01:伯爵と小さな女の子(01):(11/フェアリー~)

 ――― 冗談じゃない。
 ガタゴトと走る馬車に揺られながら、彼は怒りに沸き立つ感情に捕らわれていた。さっきまで顔を合わせていた父親が原因だった。あの男はこれ見よがしに自分を執務室に呼び出して、淡々と。あくまで口調だけは淡々と、しかし、その表情が面白がっていたのは一目瞭然で、告げた。
 「我が侯爵家の一部の領地をおまえに任せる」
 その言葉に思わず目を見開いてしまった。目の前の腹黒い男の前で油断など禁物と熟知していたにも関わらず、予想外の言葉に油断してしまった。驚愕の中に恐らく、喜悦の光を見つけてしまったのだろう。男はにやりと意地が悪そうに口の端をつりあげた。ついでに、わざとらしく伸びっぱなしの顎鬚を撫でつけながら。
 「ハイゼット・エントの地だ」
 その名前に、もしもステッキやら、棒でもいい。鞭だって、持っていたら、遠慮なく振り上げていただろう。代わりにぐっと手に平を握り締める。弱みを見せたくなくて、逆ににっこりと笑ってやった。
 「あの。広大な森と丘だけが存在する場所ですか?」
 「治めがいがありそうだろう」
 ふざけるな、と吐き捨てたい気持ちを頭の中でこの男を踏み潰し土の中に埋める想像をすることで、なんとか押さえつける。
 「出発はいますぐだ」
 そう突きつけられた言葉に、今の自分はあいにくと拒否する言葉を言えないまま、従うしかなかった。

 ――― 冗談じゃないっ。
 あんな森と丘しかない場所で、何をしろっていうんだ。苛立ちは最高潮に達して、なお、どうすることもできない自分に歯がゆさが増すばかり。くそったれ、と罵ってやろうとしたところで、急に馬車が大きく揺れて止まった。
 「申し訳ありませんっ!」
 御者の声が外から聞こえる。どうしたんだ、と窓を開けると、焦った顔が向けられた。
 「女の子が倒れていて……」
 「なんだって?!」
 急いで扉を開けて出て行く。御者に抱き上げられているのは、10歳になるかどうかの女の子だった。

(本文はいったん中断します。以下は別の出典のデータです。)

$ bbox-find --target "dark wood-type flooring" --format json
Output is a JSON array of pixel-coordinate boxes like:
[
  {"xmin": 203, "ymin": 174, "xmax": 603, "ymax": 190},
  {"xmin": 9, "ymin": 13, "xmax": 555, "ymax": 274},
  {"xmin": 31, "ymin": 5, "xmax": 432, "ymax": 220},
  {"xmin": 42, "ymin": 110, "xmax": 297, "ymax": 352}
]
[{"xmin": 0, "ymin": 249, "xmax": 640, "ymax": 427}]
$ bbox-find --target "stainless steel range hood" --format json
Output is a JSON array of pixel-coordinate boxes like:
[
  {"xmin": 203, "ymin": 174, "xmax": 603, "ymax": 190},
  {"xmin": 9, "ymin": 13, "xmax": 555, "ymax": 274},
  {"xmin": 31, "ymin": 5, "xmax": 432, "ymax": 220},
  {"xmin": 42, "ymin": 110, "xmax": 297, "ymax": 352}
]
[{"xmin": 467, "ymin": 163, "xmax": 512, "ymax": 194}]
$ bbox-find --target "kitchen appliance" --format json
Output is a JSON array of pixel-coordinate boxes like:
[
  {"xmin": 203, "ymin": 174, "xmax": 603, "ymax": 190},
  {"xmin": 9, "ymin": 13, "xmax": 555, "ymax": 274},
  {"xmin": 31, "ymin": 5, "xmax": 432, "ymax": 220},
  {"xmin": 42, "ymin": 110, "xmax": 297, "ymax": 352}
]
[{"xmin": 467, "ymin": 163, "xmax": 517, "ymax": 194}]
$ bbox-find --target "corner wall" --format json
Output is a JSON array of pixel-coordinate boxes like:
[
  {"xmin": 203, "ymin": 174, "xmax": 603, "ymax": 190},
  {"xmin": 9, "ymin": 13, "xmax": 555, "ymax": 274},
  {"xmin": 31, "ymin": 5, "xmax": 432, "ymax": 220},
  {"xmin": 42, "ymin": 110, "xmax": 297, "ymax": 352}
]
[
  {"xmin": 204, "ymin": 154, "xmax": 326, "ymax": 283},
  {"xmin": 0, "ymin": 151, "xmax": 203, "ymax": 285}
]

一見綺麗なドレスを着ているように見えるが、あちこちが泥で汚れている。しっかりしろっ、と呼びかける御者に返事はなく、意識は失っているようだった。
 「この辺りに医者は ―― 」
 言いかけて、周囲を見回し、いるはずがないと絶望する。周囲には、薄暗い森が続いているだけだ。ともかく、御者から少女を取り上げて抱き上げる。ふわりと軽い身体に驚きながら、命じる。

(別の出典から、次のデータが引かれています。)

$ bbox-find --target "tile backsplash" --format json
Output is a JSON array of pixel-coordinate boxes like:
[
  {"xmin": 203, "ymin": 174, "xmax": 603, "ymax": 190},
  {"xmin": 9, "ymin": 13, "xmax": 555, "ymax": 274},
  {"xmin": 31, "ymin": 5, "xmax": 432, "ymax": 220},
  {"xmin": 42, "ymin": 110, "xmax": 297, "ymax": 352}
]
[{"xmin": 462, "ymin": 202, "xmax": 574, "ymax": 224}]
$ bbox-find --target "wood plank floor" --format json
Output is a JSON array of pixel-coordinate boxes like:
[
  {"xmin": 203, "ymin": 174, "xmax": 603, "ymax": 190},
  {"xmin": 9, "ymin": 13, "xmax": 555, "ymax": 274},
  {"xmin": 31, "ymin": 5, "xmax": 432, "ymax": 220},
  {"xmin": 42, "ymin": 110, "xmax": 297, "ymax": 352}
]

 「ともかく城に連れて行こう。あそこなら、城付きの医師もいる。誰か先に行って、城の者たちに連絡しておいてくれ」
 わかりました、と馬に乗った従者が先に行く。
 少女を馬車に乗せると、さっきよりも早いスピードで動き出した。膝の上で横に抱いている少女を見る。さらりと流れる薄茶の髪、ふっくらとした幼い顔つきながらも、容貌は整っている。とても可愛らしい娘だった。村娘には思えない。しいていうなら、貴族の娘で、大切に育てられている子どものように見える。
 (こんな辺鄙な場所でなにがあったんだ……?)
 怪訝に思いながらも、遠く狼の遠吠えが聞こえてきて、眉を顰める。嫌な予感に、さっきまで感じていた苛立ちはすっかりなくなっていた。